You need three levels, maximum:
- Headline: Big and bold. This is your claim, your finding, your point. It’s what you want them to remember if they forget everything else.
- Supporting text: Medium size, regular weight. Labels, annotations, brief explanations.
- Source and caption: Small and light. The fine print—necessary for credibility, but not competing for attention.
Enterprise Customers Are Twice as Likely to Renew
Renewal rates by segment, Q4 2024 survey (n=1,247)
Source: Internal CRM data matched to post-purchase survey responses
If you’re squinting at your own slide trying to figure out where to look first, your audience will too. When everything is emphasized, nothing is.
White Space
Empty space isn’t wasted space—it’s breathing room. It gives your audience’s eyes a place to rest and signals that what is on the slide actually matters.
The most common mistake is cramming. You have so much to say, and the slide is right there, and surely you can fit one more bullet point if you just shrink the font a little…
Stop. If you’re tempted to shrink the font to fit more content, that’s your signal to split the slide.
Here’s the rule: one idea per slide. Not one topic. One idea. One claim. One chart. One takeaway.
Everything competes for attention.
One idea. Room to breathe.
A 20-slide deck with one idea per slide is dramatically more effective than a 7-slide deck crammed with information. The former respects your audience’s attention. The latter overwhelms it.
Think of white space as confidence. A sparse slide says: This point is important enough to stand alone. A cluttered slide says: I’m not sure what matters, so I included everything.
Putting It Together
When you present research to a decision-maker, you are not narrating your journey through the data. You are making an argument. The Pyramid Principle gives you the structure: answer first, then key arguments, then supporting evidence. Visualization gives you the evidence: charts that show rather than tell, matched to the claims you’re making.
Before your next presentation, try this exercise. Write down, in one sentence, the decision you’re asking your audience to make. Then write down, in three sentences or fewer, the key findings that support your recommendation. If you can’t do this clearly and concisely, you’re not ready to present. If you can, you have your opening—and everything else is support.

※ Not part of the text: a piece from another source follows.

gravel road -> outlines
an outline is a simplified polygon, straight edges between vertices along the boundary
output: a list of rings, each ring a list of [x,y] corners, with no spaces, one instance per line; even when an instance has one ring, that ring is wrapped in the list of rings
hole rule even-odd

Your audience will thank you. They might even put down their phones.
AI Exploration Prompts
Use these prompts with Claude or another AI assistant to deepen your understanding:
“I have survey data showing customer satisfaction scores across four segments. I want to argue that one segment is significantly less satisfied than the others. What’s the best way to visualize this, and what should my chart title be?”
“I’m presenting research findings to a VP who has 10 minutes. Help me structure my presentation using the Pyramid Principle. My main finding is [X].”
“Look at this chart I’ve created. Does it clearly support a specific claim? How could I simplify it or make the argument clearer?”
Further Resources
Minto, Barbara. The Pyramid Principle: Logic in Writing and Thinking. The original and still definitive treatment of top-down communication.
Duarte, Nancy. Resonate: Present Visual Stories that Transform Audiences. A deeper dive into the structure of persuasive presentations.
Yau, Nathan. Visualize This: The FlowingData Guide to Design, Visualization, and Statistics. Excellent for understanding the impact of different data visualizations, with voluminous code examples across platforms from Excel to Python. Yau also maintains a website FlowingData with lots of free content and examples.
From Data to Viz. An interactive decision tree that recommends chart types based on your data structure.
Knaflic, Cole Nussbaumer. Storytelling with Data. Excellent treatment of visualization principles with many before/after examples.
Deep Cut
If you’re really brave, read The Visual Display of Quantitative Information by Edward Tufte. Tufte has strong opinions about information design—including a famous devotion to the Bembo typeface that trickles into these Teaching Notes—but his ideas about chart junk, data-ink ratio, and small multiples have shaped how an entire generation thinks about visualization.